The CT results showed that the other mummy, Nes-Min, was draped in a beaded necklace and garment and buried with several pieces of jewelry representing scarab beetles and a fish.
“At some point when [Nes-Min] was younger, he broke eight of his ribs on the right side of his body — and they healed slightly off,” Ford said.
He also had a collapsed lower back vertebra due to age-related deterioration. According to Decker, this indicates that, similar to humans today, Nes-Min likely experienced lower back pain.
The scans also helped show what both the mummies’ facial features looked like, such as their eyelids and lower lips.
Other scientists found that a different set of mummies in this exhibit from Europe contain Tuberculosis bacteria from about two hundred years ago. The analysis of these old samples could be extremely valuable in understanding how the disease changes over time, said Diane Perlov, senior vice president for special projects at the California Science Center.

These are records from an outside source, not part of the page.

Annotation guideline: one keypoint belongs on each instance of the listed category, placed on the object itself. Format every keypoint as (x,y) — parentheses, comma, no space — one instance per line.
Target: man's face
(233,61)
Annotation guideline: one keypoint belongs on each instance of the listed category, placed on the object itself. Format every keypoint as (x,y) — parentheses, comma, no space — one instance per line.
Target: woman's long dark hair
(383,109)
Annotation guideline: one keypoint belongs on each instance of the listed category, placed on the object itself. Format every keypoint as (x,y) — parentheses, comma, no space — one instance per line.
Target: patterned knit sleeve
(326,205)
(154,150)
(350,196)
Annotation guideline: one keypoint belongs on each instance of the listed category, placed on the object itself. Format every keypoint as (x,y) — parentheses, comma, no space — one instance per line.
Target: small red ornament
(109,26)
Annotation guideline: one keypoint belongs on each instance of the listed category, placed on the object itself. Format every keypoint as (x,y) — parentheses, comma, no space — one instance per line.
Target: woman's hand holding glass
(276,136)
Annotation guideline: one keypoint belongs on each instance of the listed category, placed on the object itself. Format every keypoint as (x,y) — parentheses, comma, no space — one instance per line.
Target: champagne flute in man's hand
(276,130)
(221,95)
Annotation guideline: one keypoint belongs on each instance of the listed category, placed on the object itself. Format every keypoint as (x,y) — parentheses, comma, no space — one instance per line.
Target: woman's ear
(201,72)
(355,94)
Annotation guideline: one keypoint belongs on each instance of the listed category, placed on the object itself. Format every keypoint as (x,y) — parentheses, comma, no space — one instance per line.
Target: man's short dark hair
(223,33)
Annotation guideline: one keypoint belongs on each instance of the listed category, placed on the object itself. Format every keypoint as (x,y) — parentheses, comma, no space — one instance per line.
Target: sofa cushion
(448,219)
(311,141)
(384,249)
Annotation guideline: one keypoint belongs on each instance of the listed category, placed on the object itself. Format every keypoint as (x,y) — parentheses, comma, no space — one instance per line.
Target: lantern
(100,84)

Lynn Dodd, curator of the Archeology Research Center and Laboratory at USC, said there is nuance in an exhibition of this type, and respect must be shown to the mummies displayed.
“For some people, going to this exhibit is really problematic. They don’t want to be in the company of death or dead people,” Dodd said. “The California Science Center opens the exhibit with a statement of ethics, right? They don’t tell us what to think, but they say we recognize this is an issue. And so that’s a reflection of the dignity of persons … who are no longer living biologically.” Dodd said.
Perlov said what makes this exhibit so revolutionary is how it helps us interpret and learn from history.
“When you see the pain that some of these people went through … you see them as individual people,” said Perlov. “And, once you see their individuality, they no longer become objects. They become real people.”